The results, achieved on the same infrastructure available to customers, strengthen CoreWeave's position against hyperscalers in the specialized AI training market. CoreWeave shares trade on Nasdaq under CRWV after its March 2025 listing.

What the MLPerf v6.0 Results Reveal About the AI Training Market

MLPerf Training v6.0, released June 16 by MLCommons, added two new benchmarks — DeepSeek V3 and GPT-OSS 20B — both built on Mixture-of-Experts architecture, which activates only a fraction of a model's total parameters per token. DeepSeek V3 uses 671 billion total parameters with 37 billion activated per token, making it the largest benchmark in the suite's history. GPT-OSS 20B, with 21 billion total parameters and 3.6 billion activated, was designed as an entry point for organizations with smaller hardware configurations.

The round drew 24 submitting organizations across 95 unique systems, using 13 different hardware accelerators and 19 host processors. Cloud system submissions more than doubled compared with version 5.1 six months ago, reflecting the growing market for hosted AI training. Sixty percent of submitted systems were multi-node.

"The gap between benchmark performance and production reality remains one of the most persistent challenges in AI infrastructure," Brendan Burke, research director at Futurum Research, said. "CoreWeave's MLPerf Training v6.0 results, particularly training DeepSeek-V3 in two minutes on the largest GB300 cluster in the benchmark, demonstrate that full stack AI expertise compounds real-world performance gains as new hardware arrives."

How CoreWeave's Infrastructure Stack Drove the Results

CoreWeave attributed its performance to optimizations across every layer of its platform. CoreWeave Mission Control performs continuous health checks on rack-scale systems, validating hardware, firmware, network and thermal conditions before and during large-scale training jobs to reduce stragglers. The company's SUNK scheduler is topology-aware, co-locating expert-parallel groups within the same NVL72 domain to minimize inter-rack communication for MoE workloads. A rail-aware networking strategy balances traffic across the fabric to prevent hotspots at multi-thousand-GPU scale.

The runs used NVIDIA NeMo Framework Release 26.04 with CUDA graphs and Tensor, pipeline and context-parallel sharding tailored to the GB300 NVL72 topology, plus NVIDIA Spectrum-X Ethernet running RoCE for scale-out fabric.

CoreWeave was the only submitter to scale a GB300 platform beyond 2,048 GPUs on DeepSeek-V3. The company is also the only AI cloud to earn the top Platinum ranking in both SemiAnalysis ClusterMAX 1.0 and 2.0.

What This Means for the AI Cloud Competitive Landscape

CoreWeave's benchmark results arrive as demand for AI training infrastructure accelerates. Sharon AI (SHAZ) surged about 25 percent on Friday after announcing a six-year strategic compute collaboration with NVIDIA that could include up to 40,000 GB300 GPUs across 72 megawatts of new data-center capacity in Australia. The deal expands Sharon AI's total AI factory footprint to 132 megawatts.
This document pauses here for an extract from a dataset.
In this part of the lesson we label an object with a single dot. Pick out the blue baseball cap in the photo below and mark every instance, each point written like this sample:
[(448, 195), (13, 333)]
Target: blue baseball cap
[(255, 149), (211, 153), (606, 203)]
For CoreWeave, the MLPerf results provide independent validation of its platform at a time when enterprises are evaluating cloud providers for large-scale AI workloads. The company's ability to deliver near-linear scaling on the most demanding MoE models — while using the same infrastructure it offers customers — creates a measurable differentiator against Amazon Web Services, Microsoft Azure and Google Cloud, which also submitted results in the v6.0 round.

CoreWeave's stock, which listed in March 2025, has been a proxy for the AI infrastructure buildout. The MLPerf results give investors a concrete benchmark for evaluating whether the company's full-stack approach translates into a sustainable competitive advantage as the AI training market shifts toward sparse computation architectures.

This article is for informational purposes only and does not constitute investment advice.